Observations of the [C i] (3P1–3P0) emission toward the massive star-forming region RCW 38: Further evidence for highly-clumped density distribution of the molecular gas

Abstract

Abstract We present observations of the 3P1–3P0 fine-structure line of atomic carbon using the ASTE 10m sub-mm telescope towards RCW 38, the youngest super star cluster in the Milky Way. The detected [C i] emission is compared with the CO J = 1–0 image cube presented in Fukui et al. (2016, ApJ, 820, 26) which has an angular resolution of 40″ (∼0.33 pc). The overall distribution of the [C i] emission in this cluster is similar to that of the 13CO emission. The optical depth of the [C i] emission was found to be τ = 0.1–0.6, suggesting mostly optically thin emission. An empirical conversion factor from the [C i] integrated intensity to the H2 column density was estimated as X[C i]$= 6.3 \times 10 ^{20}\:$cm−2 K−1 km−1 s (for visual extinction: AV ≤ 10 mag) and 1.4 × 1021 cm−2 K−1 km−1 s (for AV of 10–100 mag).
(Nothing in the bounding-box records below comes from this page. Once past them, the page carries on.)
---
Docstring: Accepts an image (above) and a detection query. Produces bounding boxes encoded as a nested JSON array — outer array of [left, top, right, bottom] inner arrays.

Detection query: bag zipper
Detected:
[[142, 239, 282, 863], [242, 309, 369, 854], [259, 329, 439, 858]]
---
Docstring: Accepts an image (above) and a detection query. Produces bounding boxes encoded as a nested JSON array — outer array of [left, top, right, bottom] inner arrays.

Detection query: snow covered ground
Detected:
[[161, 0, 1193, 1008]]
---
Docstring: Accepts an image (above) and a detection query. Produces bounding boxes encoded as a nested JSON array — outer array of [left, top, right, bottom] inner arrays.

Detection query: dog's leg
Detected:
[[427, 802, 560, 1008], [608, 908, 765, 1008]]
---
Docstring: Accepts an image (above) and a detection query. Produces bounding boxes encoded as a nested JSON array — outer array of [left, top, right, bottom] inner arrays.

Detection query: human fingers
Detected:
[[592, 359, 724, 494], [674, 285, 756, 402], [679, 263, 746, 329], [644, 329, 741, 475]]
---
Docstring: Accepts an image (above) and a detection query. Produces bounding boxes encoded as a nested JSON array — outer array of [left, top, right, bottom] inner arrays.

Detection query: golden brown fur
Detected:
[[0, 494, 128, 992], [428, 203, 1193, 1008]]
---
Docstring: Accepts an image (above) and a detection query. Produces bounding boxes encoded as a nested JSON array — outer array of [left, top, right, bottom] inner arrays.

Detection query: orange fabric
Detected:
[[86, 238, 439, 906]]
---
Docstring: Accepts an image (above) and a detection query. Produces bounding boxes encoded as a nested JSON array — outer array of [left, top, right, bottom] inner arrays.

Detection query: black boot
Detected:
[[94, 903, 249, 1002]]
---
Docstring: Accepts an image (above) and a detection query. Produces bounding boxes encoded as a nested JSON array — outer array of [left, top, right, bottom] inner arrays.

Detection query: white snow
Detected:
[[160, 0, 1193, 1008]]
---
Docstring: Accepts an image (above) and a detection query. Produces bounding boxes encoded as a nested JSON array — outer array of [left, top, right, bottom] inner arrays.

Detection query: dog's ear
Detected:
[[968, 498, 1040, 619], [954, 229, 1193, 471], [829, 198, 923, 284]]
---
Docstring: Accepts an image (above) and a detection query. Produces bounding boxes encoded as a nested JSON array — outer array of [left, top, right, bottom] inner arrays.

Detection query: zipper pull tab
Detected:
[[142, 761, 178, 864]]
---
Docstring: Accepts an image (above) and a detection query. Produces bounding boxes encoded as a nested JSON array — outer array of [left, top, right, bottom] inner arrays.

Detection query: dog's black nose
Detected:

The column density ratio of the [C i] to CO (N[C i]$/N_{\rm CO}$) was derived as ∼0.1 for AV of 10–100 mag, which is consistent with that of the Orion cloud presented in Ikeda et al. (2002, ApJ, 571, 560). However, our results cover an AV regime of up to 100 mag, which is wider than the coverage found in Orion, which reaches up to ∼60 mag. Such a high [C i]$/$CO ratio in a high-AV region is difficult to explain via the plane-parallel photodissociation region model, which predicts that this ratio is close to 0 due to the heavy shielding of the ultraviolet (UV) radiation. Our results suggest that the molecular gas in this cluster is highly clumpy, allowing deep penetration of UV radiation even at averaged AV values of 100 mag. Recent theoretical works have presented models consistent with such clumped gas distribution with a sub-pc clump size (e.g., Tachihara et al. 2018, arXiv:1811.02224).